Et dire que certains se plaignent d’un do mal appliqué, ou d’un kote un peu brutal…
Le début de la quête
Origines du mythe chevaleresque
Si nous devions dater la naissance de la Chevalerie occidentale nous pourrions nous accorder sur le XIème siècle. Toutefois ce n’est qu’au début du XIIème avec l’apparition du cycle arthurien et de son corollaire, la quête, la recherche du sublime, de l’absolu, qu’elle se sacralisa. C’est Geoffroi de Monmouth qui le premier fit le récit de cette « geste ».
Il est important que nous explicitions notre démarche, nous ne voyons et ne voulons voire dans « la légende » des Chevaliers de la Table Ronde et du cycle arthurien, qu’un mythe, mythe qui a évolué à travers les siècles, en fonction de la pensée de l’époque, aujourd’hui nous dirions du politiquement correct. Savoir si cela a réellement existé sous la forme transmise par le bouche à oreille et les ajouts ultérieurs d’auteurs comme Chrétien de Troyes ou Wolfram von Eschenbach, n’est que secondaire, c’est le symbole qui est important, laissons le savoir aux historiens, nous ce qui nous intéresse c’est la connaissance. Alors ?, me direz-vous, quelle différence entre le savoir et la connaissance ? Plus tard chers « compagnons d’arme », plus tard!

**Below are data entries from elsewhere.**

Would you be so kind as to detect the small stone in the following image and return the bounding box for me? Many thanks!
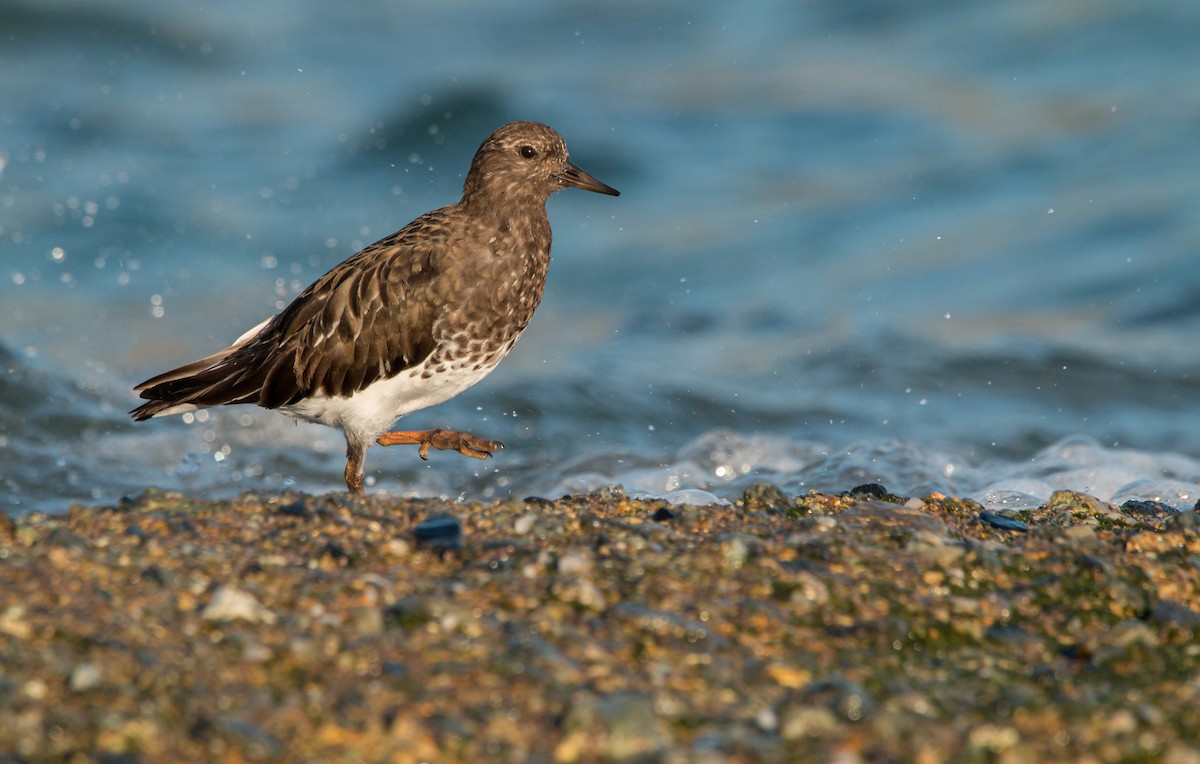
[46,527,88,548]
[350,607,383,637]
[742,483,793,512]
[1163,511,1200,533]
[564,692,672,762]
[67,661,104,692]
[848,483,888,499]
[512,512,538,536]
[200,585,275,624]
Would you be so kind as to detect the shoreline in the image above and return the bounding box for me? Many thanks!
[0,485,1200,763]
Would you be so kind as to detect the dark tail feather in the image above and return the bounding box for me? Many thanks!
[130,353,272,422]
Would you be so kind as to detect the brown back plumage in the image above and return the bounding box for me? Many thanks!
[131,207,452,421]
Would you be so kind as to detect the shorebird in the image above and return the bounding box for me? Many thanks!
[130,116,620,494]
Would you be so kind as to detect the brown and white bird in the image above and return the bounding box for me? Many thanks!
[130,122,619,494]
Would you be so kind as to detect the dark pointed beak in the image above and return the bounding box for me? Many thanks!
[558,162,620,197]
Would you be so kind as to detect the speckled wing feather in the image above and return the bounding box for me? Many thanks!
[133,207,451,420]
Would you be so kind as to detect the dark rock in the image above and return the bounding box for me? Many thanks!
[979,512,1030,533]
[1150,600,1200,630]
[413,515,462,552]
[847,483,889,499]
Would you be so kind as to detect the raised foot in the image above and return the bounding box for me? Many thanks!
[376,429,504,459]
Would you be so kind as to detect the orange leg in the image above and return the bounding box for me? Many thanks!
[376,429,504,458]
[346,445,366,497]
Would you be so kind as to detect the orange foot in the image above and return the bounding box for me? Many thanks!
[376,429,504,459]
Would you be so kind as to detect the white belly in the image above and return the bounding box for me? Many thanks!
[280,365,494,441]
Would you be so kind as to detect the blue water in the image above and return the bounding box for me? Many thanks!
[0,0,1200,512]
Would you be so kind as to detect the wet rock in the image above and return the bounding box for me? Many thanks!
[46,525,88,549]
[413,515,462,552]
[796,676,875,722]
[200,585,275,624]
[742,483,796,512]
[211,716,283,762]
[556,692,672,762]
[1164,511,1200,534]
[979,512,1030,533]
[67,661,104,692]
[1150,600,1200,631]
[650,506,674,523]
[512,512,538,536]
[846,483,892,499]
[350,607,383,637]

Le cycle Arthurien c’est la quête du Graal, et certainement la naissance de l’esprit chevaleresque en occident, notre « Bushido » à nous. Que dit la légende…Il était une fois… Il y a plus de 2000 ans un homme nommé Jésus qui souffrit sur la croix. De l’une de ses blessures, Joseph d’Arimathie, notable, disciple de Jésus, recueillit le précieux sang dans une coupe taillée dans une pierre précieuse (une émeraude), le Saint Graal. Cette coupe (en forme de ciboire) sauvée et emmenée par Joseph d’Arimathie, se retrouva en Bretagne (on suppose la Grande Bretagne, mais dans cette légende les deux Bretagne sont intimement liées).
Nous voici plusieurs siècles plus tard (Vème ou VIème siècle) à la cour d’un roi nommé Arthur, qui réunissait ses chevaliers (entre trente et cinquante selon les versions, il nous plaît de penser qu’ils étaient trente trois) autour d’une table ronde (démocratique, car il n’y a pas de préséance). Arthur avait été fait roi parce qu’il avait pris possession d’une épée merveilleuse aux pouvoirs magiques « Excalibur », épée qu’il aurait conquise, soit en l’arrachant d’un rocher dans laquelle elle était fichée, soit en la trouvant dans un lac. Arthur donna comme mission à ses chevaliers (Lancelot du Lac, Perceval, Galaad, Gauvin…) de retrouver le Saint Graal et son précieux sang. D’autres personnages viennent enrichir cette « geste », Merlin l’enchanteur, la belle Guenièvre, Viviane…
Vint alors cette Quête, naissance de l’idéal chevaleresque. Avec des idéaux qui ne devaient jamais les quitter. Défense du faible, de la veuve et de l’orphelin, ne mettre son bras qu’au service de la justice, vivre dans l’honneur, la loyauté et l’amour de l’autre.
En dépit de chevauchées mémorables, de combats épiques, de joutes mortelles, ces pieux chevaliers ne peuvent récupérer le Saint Graal, ils l’approchent certes, mais sans pouvoir l’atteindre. Pourtant il se pourrait qu’ils l’atteignent, mais à la condition que leur comportement soit en tout point exemplaire. Ils voient le Graal, sont prêt à le posséder, mais à chaque fois il s’éloigne ; pauvres chevaliers qui doivent encore et encore remettre l’ouvrage sur le métier… Que de souffrances, d’abnégation, d’épreuves endurées, d’abandon de l’ego. Cela ne vous rappel rien ?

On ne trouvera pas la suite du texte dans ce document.